We discussed it a bit further, and it was Dr. Goldbaum who finally put his finger on it. He said, very gravely:
“Do you know, Jean—you always thought and hoped and dreamed too that we might open that great area of the human mind that is closed and blocked in all human beings. I think they found out how to open it. I think they are teaching each other and learning from each other what is to them a very simple and obvious thing—how to listen to thoughts.”

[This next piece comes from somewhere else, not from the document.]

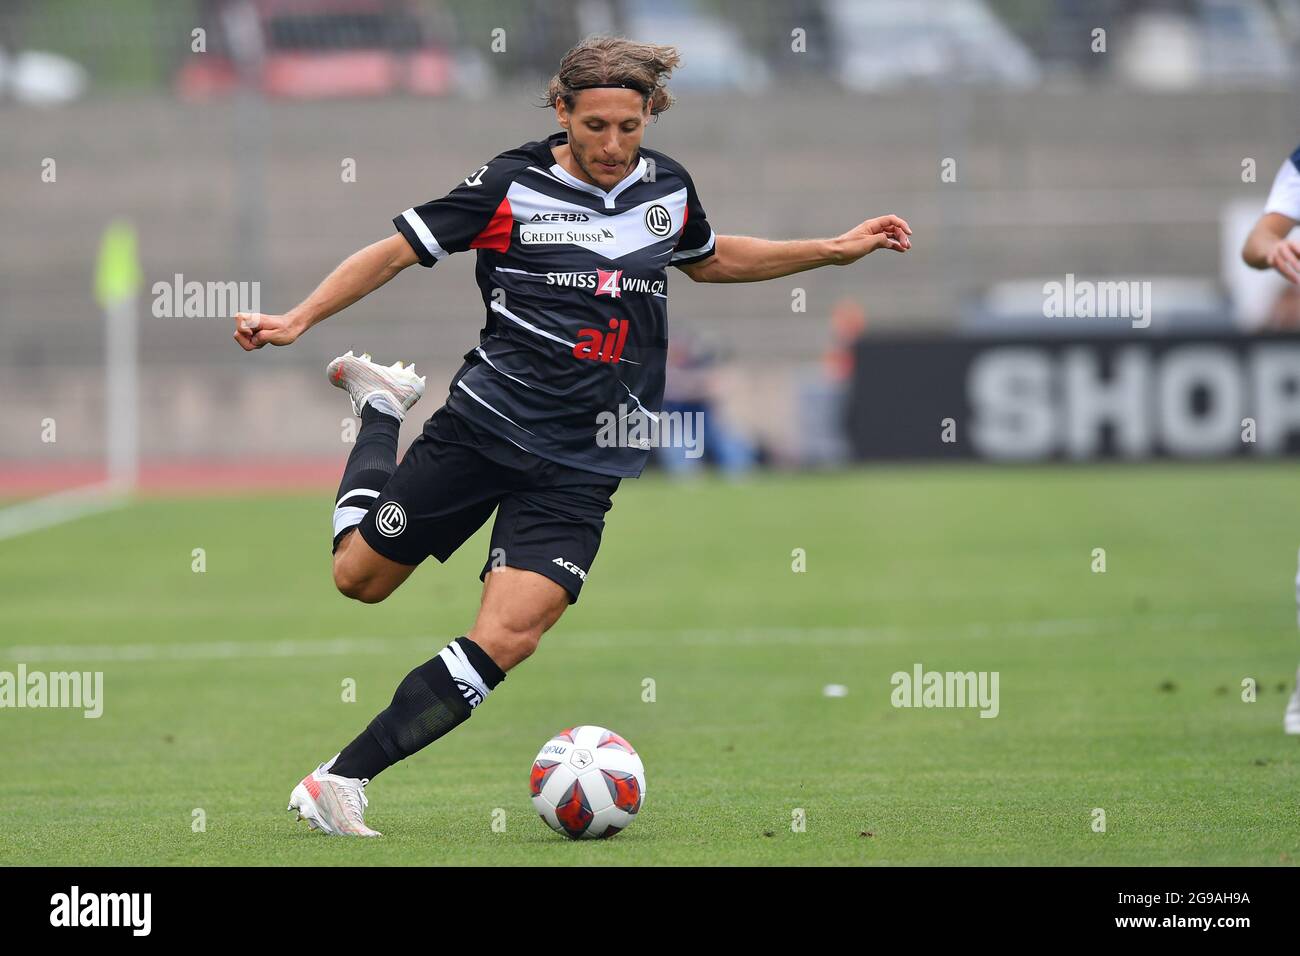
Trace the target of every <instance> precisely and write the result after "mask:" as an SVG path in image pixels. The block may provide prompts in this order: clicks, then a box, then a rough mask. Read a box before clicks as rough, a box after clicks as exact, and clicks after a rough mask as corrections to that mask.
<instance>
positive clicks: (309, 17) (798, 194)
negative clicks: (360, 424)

There was a rather long silence after that, and then Atwater, one of our psychologists, said uneasily, “I am not sure I believe it. You know, I have investigated every test and every report on telepathy ever published in this country, and as much as I could gather and translate of what was published in other parts of the world—the Duke experiments and all the rest of it. None of it, absolutely none of it, was dependable, and absolutely none of it gave any provable or reliable or even believable evidence or indication that such a thing as mental telepathy exists. You know, we have measured brain waves. We know how tiny and feeble they are—it just seems to me utterly fantastic that brain waves can be a means of communication.”
“Hold on there,” said Tupper, an experimental physicist. “The seemingly obvious linkage of brain waves with telepathy is rather meaningless, you know. If telepathy exists, it is not a result of what we call brain waves of the tiny electric pattern that we are able to measure. It’s quite a different type of action, in a different manner on a wholly different level of physical reality. Just what that level is, I have no idea. But one of the things we are learning more
and more certainly in physics is that there are different levels of reality, different levels of action and interaction of force and counterforce, so we cannot dispose of telepathy by citing brain waves.”
“But how about the statistical factor?” Rhoda Lannon, a mathematician, argued. “If this faculty existed, even as a potential in mankind, is it conceivable that there would be no recorded instance of it? Statistically it must have emerged not once but literally thousands of times.”
“Maybe it has been recorded,” said Fleming, one of our historians. “Can you take all the whippings and burnings and hangings of history, all the witches, the demigods, the magicians, the alchemists, and determine which of these were telepaths and which were not? Also, there is another way of looking at it. Suppose one telepath alone is totally impotent. Suppose we need two telepaths to make it work, and suppose there is a limited distance over which two telepaths can operate. Then the statistical factor becomes meaningless and the accident becomes virtually impossible.”
“I think that all in all I agree at least to some extent with Dr. Goldbaum,” Mark said. “The children are becoming telepaths. It seems to me there is no question about that; it is the only sensible explanation for what Jean and I witnessed. If you argue, and with reason, that our children do not “react to right and wrong and have no” real understanding of right and wrong, then we must also add that they are equally incapable of lying. They have no understanding of the lie, of the meaning of the lie or of the necessity of the lie. So, if they told me that they heard what is not spoken, I have to believe them. I am not moved by an historical argument or by a statistical argument, because our concentration here is the environment and the absolute singularity of our environment. I speak of an historical singularity. There is no record in all of human history of a similar group of unusual children being raised in such an environment. Also, this may be—and probably is—a faculty of man which must be released in childhood, or remain permanently blocked. I believe Dr. Haenigson here will bear me out when I say that mental blocks imposed during childhood are not uncommon.”